Since his stroke a year and a half ago, the right words don't always come easily for Darrel Johnson.
But on Tuesday nights, the 82-year-old brings his binder full of lyrics to the Cottage Grove VFW, where he's received with hugs and handshakes and a repeated inquiry: "When are you going to yodel?"
Johnson carries his collection of typed-out country western songs under his arm, the first page always his favorite, Eddy Arnold's "Cattle Call." That's the page he takes with him when he's called to the stage.
He starts with a burst of falsetto that rolls into a lower pitch, then quickly back up again: the rapid lilt of the practiced yodeler.
Yodelers such as Johnson, who sing the country western warble made popular in the 1930s and '40s, are aging out of performing. "It is uncommon to hear it in Minnesota," said former folklore professor James Leary, who wrote a book on yodeling and Swiss music in Wisconsin.

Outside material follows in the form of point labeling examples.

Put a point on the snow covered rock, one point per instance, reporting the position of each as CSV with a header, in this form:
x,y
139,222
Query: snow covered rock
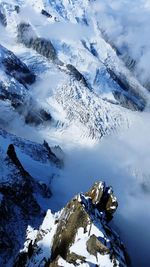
x,y
77,236
22,190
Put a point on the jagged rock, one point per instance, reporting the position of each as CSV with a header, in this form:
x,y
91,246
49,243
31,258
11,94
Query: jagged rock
x,y
76,74
19,194
15,67
94,246
78,232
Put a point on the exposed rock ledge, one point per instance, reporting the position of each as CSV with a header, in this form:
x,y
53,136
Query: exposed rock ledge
x,y
79,235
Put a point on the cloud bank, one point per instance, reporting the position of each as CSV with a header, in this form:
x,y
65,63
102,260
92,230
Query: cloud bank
x,y
127,25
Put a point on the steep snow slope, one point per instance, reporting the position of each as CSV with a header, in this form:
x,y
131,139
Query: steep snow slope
x,y
63,80
82,60
79,235
27,170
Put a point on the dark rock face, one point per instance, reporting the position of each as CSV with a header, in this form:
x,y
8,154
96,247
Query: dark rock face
x,y
16,68
44,47
76,222
76,74
18,199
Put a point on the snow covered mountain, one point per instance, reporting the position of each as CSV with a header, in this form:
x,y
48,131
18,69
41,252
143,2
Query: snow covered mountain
x,y
64,82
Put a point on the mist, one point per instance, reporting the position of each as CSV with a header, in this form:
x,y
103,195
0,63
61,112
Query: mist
x,y
121,160
127,26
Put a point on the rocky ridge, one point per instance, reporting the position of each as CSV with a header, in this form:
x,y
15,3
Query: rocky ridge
x,y
79,235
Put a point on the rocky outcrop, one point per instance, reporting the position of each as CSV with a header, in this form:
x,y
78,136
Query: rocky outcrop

Thanks to the internet, however, younger people can still hear — and try to learn — the sounds of the yodel. When the video of 11-year-old Mason Ramsey yodeling in a Walmart went viral, it showed that yodeling fans "might be a shrinking audience, but it'll always be there," Leary said.
"I'm just a plain old country boy," Johnson will say as he walks back to his table, through swaying couples on the VFW's dance floor. Before taking a gulp of his brandy and 7Up, he'll lean over to explain that cows drop their milk faster when you yodel at them — or at least they did when he taught himself to sing on his family's farm near Viking, Minn.
Tucked in the middle of his music binder, Johnson keeps a handwritten list of songs for his next CD. He's already recorded six — each one includes "Cattle Call." He's open to suggestions for his next release.